Ancestral Roofs

"In Praise of Older Buildings"

Tuesday, April 8, 2014

Armchair Traveller - I'll take you there

Winter, they tell us, is on the way out. Summer campsites are booked, old house touring plans are forming up. My winter of unbridled reading has resulted in three read, five new titles added.

One very great pleasure of reading is arm-chair travelling, and this book which I picked up for two dollars at our library used (read discarded) book store was just the ticket.

The book is called Buildings: A Traveller's Guide. It was written by architecture prof Richard Reid and published by Michael Joseph Limited of London (1980). I have tried everything to contact the writer or the publisher to get permission for what I am about to tell you (but even without permission they cannot question my motives - which are to get all of you to run to your favourite used bookseller and pick up this book!)

Buildings features text and illustrations about 3500 historic buildings, organized by country, region and architectural tradition. It's recommended for the traveller, though at almost 500 pages it might be a bit heavy. But what a great resource for planning, and for background information.

Let me tell you what happened when I delved into this book. I went through what I will call the Armchair Traveller's four stages of acceptance.

First stage - Consternation. "Oh, no, there aren't enough years (or dollars) for me to see all of these places. And I must, I simply must!"

Second stage - Consolation. "Oh well, there are loads of ways for me to enjoy these places - outstanding documentaries and DVD's, books, websites, courses.
me at the Forum, Pompeii

Third stage - celebration. " Well, we have been to a goodly number of these astonishing places". My bookshelves are filled with tourist guides and souvenir volumes from dozens of spots in England
Europe and North America. Time to have another look.

Fourth - Determination. Make a plan to cross places off the must see list. "We will go to Rome. We will spend a week immersed in the incredible complexity of this ancient city and its buildings from the Roman era to the present."

Denis has been there, and he is determined that we will get those tickets in the next year or two.

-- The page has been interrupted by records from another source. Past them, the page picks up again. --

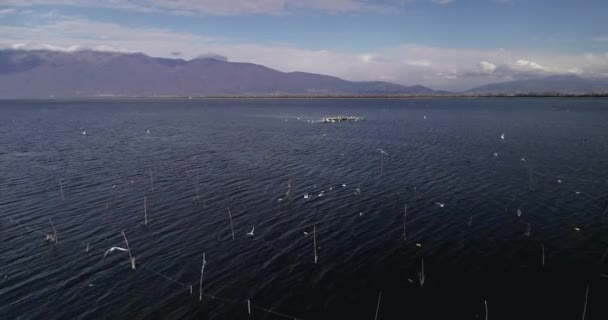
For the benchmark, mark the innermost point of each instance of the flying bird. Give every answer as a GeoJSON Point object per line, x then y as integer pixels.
{"type": "Point", "coordinates": [383, 152]}
{"type": "Point", "coordinates": [114, 249]}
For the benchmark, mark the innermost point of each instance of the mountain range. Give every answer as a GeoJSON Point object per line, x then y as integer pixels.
{"type": "Point", "coordinates": [44, 73]}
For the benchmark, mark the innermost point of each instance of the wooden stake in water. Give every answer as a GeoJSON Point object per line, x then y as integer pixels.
{"type": "Point", "coordinates": [542, 247]}
{"type": "Point", "coordinates": [585, 307]}
{"type": "Point", "coordinates": [61, 189]}
{"type": "Point", "coordinates": [145, 210]}
{"type": "Point", "coordinates": [131, 257]}
{"type": "Point", "coordinates": [378, 306]}
{"type": "Point", "coordinates": [421, 274]}
{"type": "Point", "coordinates": [314, 239]}
{"type": "Point", "coordinates": [197, 195]}
{"type": "Point", "coordinates": [382, 153]}
{"type": "Point", "coordinates": [53, 238]}
{"type": "Point", "coordinates": [404, 221]}
{"type": "Point", "coordinates": [200, 285]}
{"type": "Point", "coordinates": [486, 304]}
{"type": "Point", "coordinates": [151, 180]}
{"type": "Point", "coordinates": [231, 225]}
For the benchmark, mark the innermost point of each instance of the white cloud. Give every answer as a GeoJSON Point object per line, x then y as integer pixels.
{"type": "Point", "coordinates": [442, 68]}
{"type": "Point", "coordinates": [487, 66]}
{"type": "Point", "coordinates": [220, 7]}
{"type": "Point", "coordinates": [7, 11]}
{"type": "Point", "coordinates": [531, 65]}
{"type": "Point", "coordinates": [443, 1]}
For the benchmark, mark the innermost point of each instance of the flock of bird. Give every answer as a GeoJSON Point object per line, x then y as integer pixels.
{"type": "Point", "coordinates": [53, 237]}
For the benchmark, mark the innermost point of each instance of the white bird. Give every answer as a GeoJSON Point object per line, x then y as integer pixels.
{"type": "Point", "coordinates": [114, 249]}
{"type": "Point", "coordinates": [383, 152]}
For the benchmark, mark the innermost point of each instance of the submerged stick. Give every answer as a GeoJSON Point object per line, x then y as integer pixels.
{"type": "Point", "coordinates": [404, 221]}
{"type": "Point", "coordinates": [542, 247]}
{"type": "Point", "coordinates": [314, 239]}
{"type": "Point", "coordinates": [197, 195]}
{"type": "Point", "coordinates": [585, 307]}
{"type": "Point", "coordinates": [53, 238]}
{"type": "Point", "coordinates": [421, 274]}
{"type": "Point", "coordinates": [378, 306]}
{"type": "Point", "coordinates": [61, 189]}
{"type": "Point", "coordinates": [200, 285]}
{"type": "Point", "coordinates": [145, 211]}
{"type": "Point", "coordinates": [131, 257]}
{"type": "Point", "coordinates": [231, 225]}
{"type": "Point", "coordinates": [486, 304]}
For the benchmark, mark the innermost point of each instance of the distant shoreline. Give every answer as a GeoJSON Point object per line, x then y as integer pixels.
{"type": "Point", "coordinates": [295, 96]}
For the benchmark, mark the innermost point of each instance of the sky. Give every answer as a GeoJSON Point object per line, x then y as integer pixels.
{"type": "Point", "coordinates": [443, 44]}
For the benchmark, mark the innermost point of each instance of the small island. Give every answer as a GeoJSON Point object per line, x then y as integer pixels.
{"type": "Point", "coordinates": [340, 119]}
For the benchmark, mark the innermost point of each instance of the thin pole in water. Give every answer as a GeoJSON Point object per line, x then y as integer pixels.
{"type": "Point", "coordinates": [585, 308]}
{"type": "Point", "coordinates": [314, 239]}
{"type": "Point", "coordinates": [131, 258]}
{"type": "Point", "coordinates": [542, 247]}
{"type": "Point", "coordinates": [61, 188]}
{"type": "Point", "coordinates": [404, 221]}
{"type": "Point", "coordinates": [378, 306]}
{"type": "Point", "coordinates": [486, 304]}
{"type": "Point", "coordinates": [231, 225]}
{"type": "Point", "coordinates": [197, 195]}
{"type": "Point", "coordinates": [200, 285]}
{"type": "Point", "coordinates": [145, 210]}
{"type": "Point", "coordinates": [421, 276]}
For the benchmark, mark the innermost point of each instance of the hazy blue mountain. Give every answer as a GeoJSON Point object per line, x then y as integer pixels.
{"type": "Point", "coordinates": [551, 84]}
{"type": "Point", "coordinates": [44, 73]}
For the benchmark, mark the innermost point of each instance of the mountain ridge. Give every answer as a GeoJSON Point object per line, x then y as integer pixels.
{"type": "Point", "coordinates": [43, 73]}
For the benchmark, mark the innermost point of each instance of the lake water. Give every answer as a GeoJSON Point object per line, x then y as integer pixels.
{"type": "Point", "coordinates": [191, 160]}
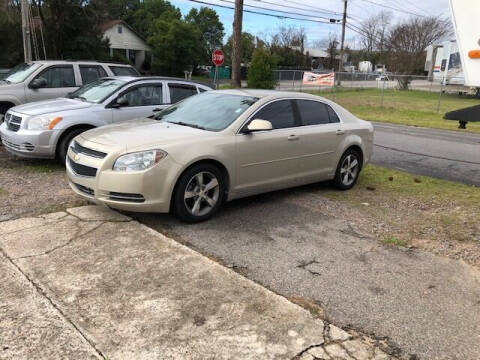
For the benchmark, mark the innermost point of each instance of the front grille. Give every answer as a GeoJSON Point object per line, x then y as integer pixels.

The Bridge of Sighs, Venice
This is silly but I have to say it. Sorry Richard Reid. Something about the exquisite black and white drawings takes me back to those activity and sticker books of our childhood. Something makes me want to hand-colour the drawings of places I have seen, or find the corresponding colourful sticker to place on its outline. And that makes me want to post a few more photos and copy a few more of these incredible pencil renderings of the world of architecture.

St. Anthony Padua

Santa Maria del Fiore, Florence

And to emulate my lovely blogger friend Katherine, I have provided you with a link to a song.  I loved singing this when I spent a year with Georgette Fry's 'Shout Sister' choir. It's called I'll Take You There. And Mavis will.